It was a fitting end to a week dominated by news of password breaches at major Internet companies. I’d sent a password reset request to a hosting provider I’ve used for years to host a file server online, and received an alarming response: The company sent me my password in plain text, all but advertising that they have zero regard for the security of their customers’ private information.

The site was used to store inconsequential files and images, but I cancelled my subscription nonetheless because the company’s response to my password reset request proved that they were storing my password without even making the weakest attempts at encrypting the information or storing it in a protected format.

Sadly, this practice appears to be quite common, particularly among low-cost hosting providers. I confronted the company, Hosting Metro, about its practices, but received no material response to my complaints aside from an automated “sorry to see you go” email.

I also submitted a redacted screen shot of the password reset email to plaintextoffenders.com, a site that regularly posts user-submitted images of password reset emails from companies that exhibit a complete lack of regard for customer password security. I would encourage all readers to do the same for any site that sends passwords in the clear.

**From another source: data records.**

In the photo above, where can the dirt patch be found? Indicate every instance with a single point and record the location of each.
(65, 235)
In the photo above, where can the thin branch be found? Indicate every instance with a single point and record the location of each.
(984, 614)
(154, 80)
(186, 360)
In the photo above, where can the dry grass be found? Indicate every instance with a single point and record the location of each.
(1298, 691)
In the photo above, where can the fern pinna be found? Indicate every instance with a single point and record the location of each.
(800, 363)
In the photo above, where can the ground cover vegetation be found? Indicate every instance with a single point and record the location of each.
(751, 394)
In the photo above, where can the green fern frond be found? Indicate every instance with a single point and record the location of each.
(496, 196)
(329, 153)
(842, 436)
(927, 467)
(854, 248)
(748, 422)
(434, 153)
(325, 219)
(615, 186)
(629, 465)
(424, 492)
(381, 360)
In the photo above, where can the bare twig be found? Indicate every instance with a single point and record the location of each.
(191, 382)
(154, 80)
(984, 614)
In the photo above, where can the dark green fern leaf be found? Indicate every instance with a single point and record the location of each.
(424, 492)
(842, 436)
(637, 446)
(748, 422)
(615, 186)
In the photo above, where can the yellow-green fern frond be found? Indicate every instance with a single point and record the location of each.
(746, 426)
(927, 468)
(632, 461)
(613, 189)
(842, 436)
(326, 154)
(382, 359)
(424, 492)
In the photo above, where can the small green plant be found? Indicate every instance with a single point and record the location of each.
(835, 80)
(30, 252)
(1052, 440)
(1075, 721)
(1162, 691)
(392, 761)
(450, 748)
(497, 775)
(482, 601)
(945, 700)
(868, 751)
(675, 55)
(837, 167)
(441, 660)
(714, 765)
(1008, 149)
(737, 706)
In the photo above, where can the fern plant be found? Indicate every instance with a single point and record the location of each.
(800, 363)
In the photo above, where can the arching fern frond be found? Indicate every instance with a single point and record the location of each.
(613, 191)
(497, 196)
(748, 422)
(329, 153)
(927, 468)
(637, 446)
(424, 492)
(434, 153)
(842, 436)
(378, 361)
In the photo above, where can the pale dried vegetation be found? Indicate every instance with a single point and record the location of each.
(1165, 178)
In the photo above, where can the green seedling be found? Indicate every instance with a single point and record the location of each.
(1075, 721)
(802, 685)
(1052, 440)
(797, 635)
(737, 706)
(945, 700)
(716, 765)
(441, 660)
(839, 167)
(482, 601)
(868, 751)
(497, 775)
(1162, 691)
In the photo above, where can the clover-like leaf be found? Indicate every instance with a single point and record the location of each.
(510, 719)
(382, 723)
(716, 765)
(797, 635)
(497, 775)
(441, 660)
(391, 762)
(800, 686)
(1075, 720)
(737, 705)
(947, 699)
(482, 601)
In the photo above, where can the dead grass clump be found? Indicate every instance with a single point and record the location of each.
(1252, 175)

Like many previous visitors to plaintextoffenders.com, I was surprised to see that the site’s search function does not work. The administrators of the forum seem to be aware of this, and have noted that visitors can search by company name via Google, by using the search convention “site:plaintextoffenders.com” followed by a Web site or company name. I would welcome the development of a browser plugin that uses a database of offending sites to warn users when they visit a site that practices unforgivably sloppy password security. Naming and shaming may be the only way to change this all-too-common practice.